Former Russian president Dmitry Medvedev, now deputy chair of the Russian Security Council, said no one was looking for war but that “we have practically exhausted the limits of retreat,” referring to NATO’s expansion into Eastern Europe from 1997. “They are now encroaching on our state borders.”
Senior Russian officials have not yet commented on written proposals by Washington and NATO, delivered late Wednesday, that spelled out their response to Moscow’s sweeping demands, including its ultimatum that the Western military alliance withdraw forces and equipment from former Soviet and Warsaw Pact countries. Ukraine is not a NATO member but the West has ramped up security cooperation with the country in recent years.
* Want to read the absolutely worst case for Democrats in the midterms?
Heres’s Henry Olsen’s Washington Post column:
Biden currently has a negative 14.4-point job approval rating on the RealClearPolitics average, a massive 18.9-point shift from 2020. If the 2021 trend holds firm and Biden doesn’t improve those numbers — and historical analysis from Inside Elections guru Nathan L. Gonzales suggests that’s unlikely — every Democrat in a district or state that he won by less than that amount could be seriously threatened. That includes seven Democratic senators up for reelection in 2022 — including Colorado’s Michael F. Bennet and Oregon’s Ron Wyden.
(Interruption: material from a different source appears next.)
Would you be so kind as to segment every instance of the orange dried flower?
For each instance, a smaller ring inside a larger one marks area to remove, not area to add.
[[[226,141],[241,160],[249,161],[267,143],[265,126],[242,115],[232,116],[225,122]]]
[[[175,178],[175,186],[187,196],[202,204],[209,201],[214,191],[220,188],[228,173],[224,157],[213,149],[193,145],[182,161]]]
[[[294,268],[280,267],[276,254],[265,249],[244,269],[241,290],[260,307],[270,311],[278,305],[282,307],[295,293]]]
Even Washington’s Patty Murray, already facing a well-funded challenger in Republican Tiffany Smiley, hails from a state Biden won by a bit more than 19 points. A 2021-style clean sweep on current polling data would give the GOP 57 Senate seats, more than any time since after the 1920 election. House Democrats could be looking at a loss of 60 members or more.
Past is not prologue, and it’s certainly possible that the 2021 results are not indicative of what will transpire in 2022. But if they are, and if Biden does not improve his job approval significantly by the fall, Democrats are looking at a wipeout unlike anything they have seen in a century.